ASOCHA – (Adult Survivors of Childhood Abuse) is looking for submissions of Essays, Op Eds, and Survivor Stories (from a first person perspective) for its launch before or by the end of Spring. We are also taking submissions for our Creative Showcase, which would include poetry, photography, collage, painting, drawing, or digital art. Please see below for a more in-depth description regarding what ASOCHA wishes to accomplish. If interested, please email Rachel@asocha.org with your submission which should include the type of submission in the subject line of the email, your submission as an attachment, and a bio. We are looking for submissions from both adult survivors of childhood abuse and those who are empathetic to our cause. Please keep all writing submissions below 3,500 words. All “creative showcase” submissions to no more than three pieces. For our creative showcase, we are looking for art that speaks to child victimization and/or healing; or inspired by such events. We will also respect the wishes of those who wish to publish under a pseudonym. Please allow us one month to respond to your submissions. Currently, the website is still in its raw form and under construction. Here is a better explanation of our goals for ASOCHA:
With the hopes of educating the public on what childhood abuse looks like from a first person perspective and how the current culture views victims of abuse as told through the eyes of victims and survivors, they (the founders) created a one-of-a-kind platform. To their shock and surprise, the domain “Adult Survivors of Childhood Abuse” (.com & .org) was there for the taking. It sadly became apparent that no other organization existed for once victims of childhood abuse to speak out, which is both empowering and healing as it offers acknowledgement and validation – two necessities well known to the psychiatric community as instruments in healing for those who were once victimized.

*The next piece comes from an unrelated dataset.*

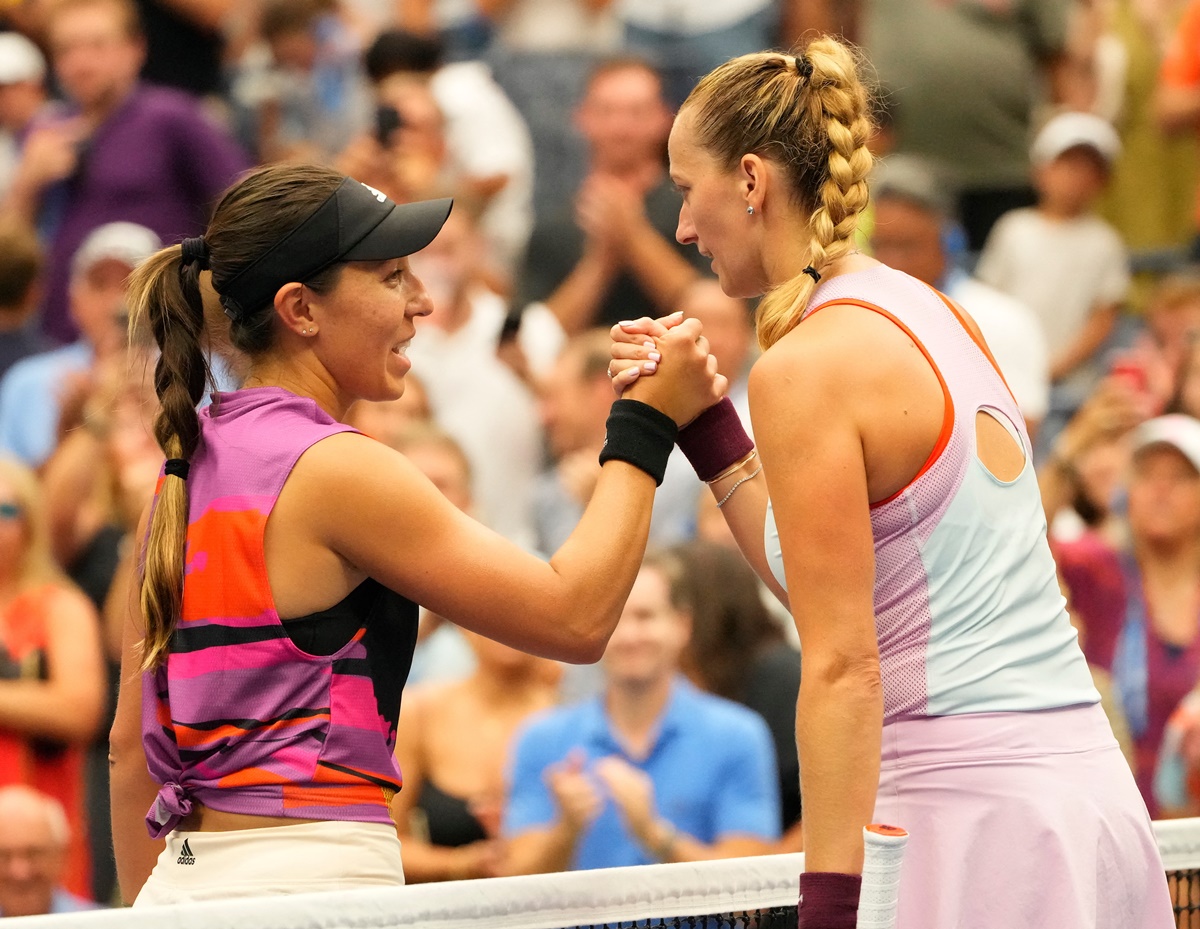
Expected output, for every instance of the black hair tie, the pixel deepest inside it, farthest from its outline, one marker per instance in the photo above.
(195, 251)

Along with empowering adult survivors by offering a platform to speak openly about crimes committed against them as children, ASOCHA believes art therapy to be an important healing tool. Because of this, the website also provides its community a space to showcase creative endeavors that speak to child victimization and healing.

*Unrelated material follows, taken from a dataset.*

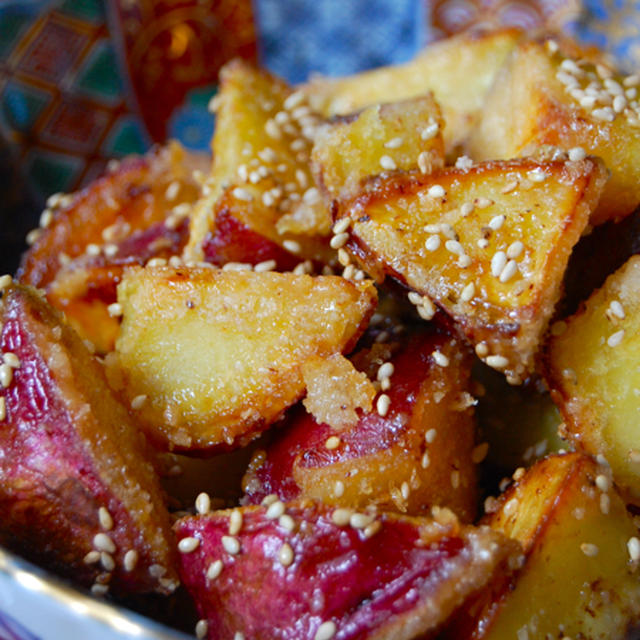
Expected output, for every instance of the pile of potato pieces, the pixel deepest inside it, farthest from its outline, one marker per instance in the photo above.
(464, 184)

While ASOCHA‘s main focus is to provide a public space for adult survivors of childhood abuse, the organization also welcomes Essays, Op Eds, and Personal Narratives from those who have not been victimized but are empathetic to the cause and support survivors in their plight to receive justice by way of reformation and/or abolishment of the Statute of Limitation Laws placed on crimes committed against children. ASOCHA also welcomes discourse regarding what is typically labeled “rape culture”. ASOCHA hopes to educate and inform the public on how a rape culture fosters apologetic views that further revictimizes a survivor and minimizes crimes.

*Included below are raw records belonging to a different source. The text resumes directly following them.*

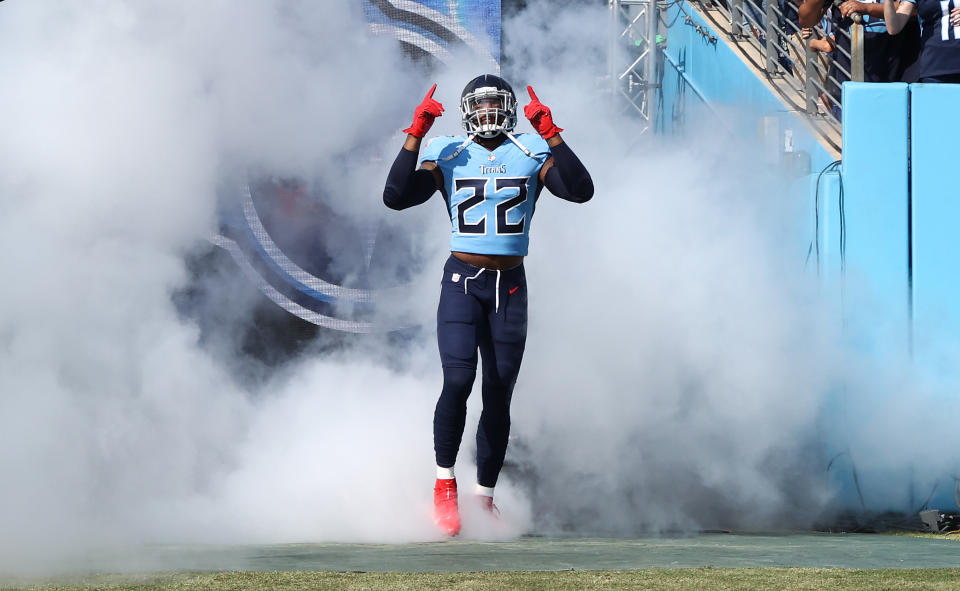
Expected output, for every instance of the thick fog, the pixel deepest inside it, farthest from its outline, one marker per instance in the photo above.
(684, 369)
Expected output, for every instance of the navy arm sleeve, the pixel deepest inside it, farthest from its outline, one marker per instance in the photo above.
(568, 178)
(407, 186)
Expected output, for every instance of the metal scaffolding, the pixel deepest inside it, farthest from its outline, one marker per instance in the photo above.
(631, 57)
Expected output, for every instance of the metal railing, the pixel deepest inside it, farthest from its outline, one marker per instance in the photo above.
(784, 54)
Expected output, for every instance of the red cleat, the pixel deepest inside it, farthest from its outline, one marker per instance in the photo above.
(445, 511)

ASOCHA will address a range of topics such as (but not limited to) childhood sexual abuse (of all forms), childhood physical abuse, childhood emotional abuse, childhood homelessness due to running away from an abusive household, psychotherapy, disorders developed in adulthood as a direct result of childhood trauma, familial ties, behavioral issues, revictimization, cycle of abuse, cultural views, and our justice system. The organization hopes to help survivors heal and in doing so, educate the public. The majority of ASOCHA‘s community will be the “unheard” and “unreported”; the statistics are incorrect because fear drives children to never report their abuses or their abusers. ASOCHA was created to finally offer those children, who are now adults, a chance to tell their stories.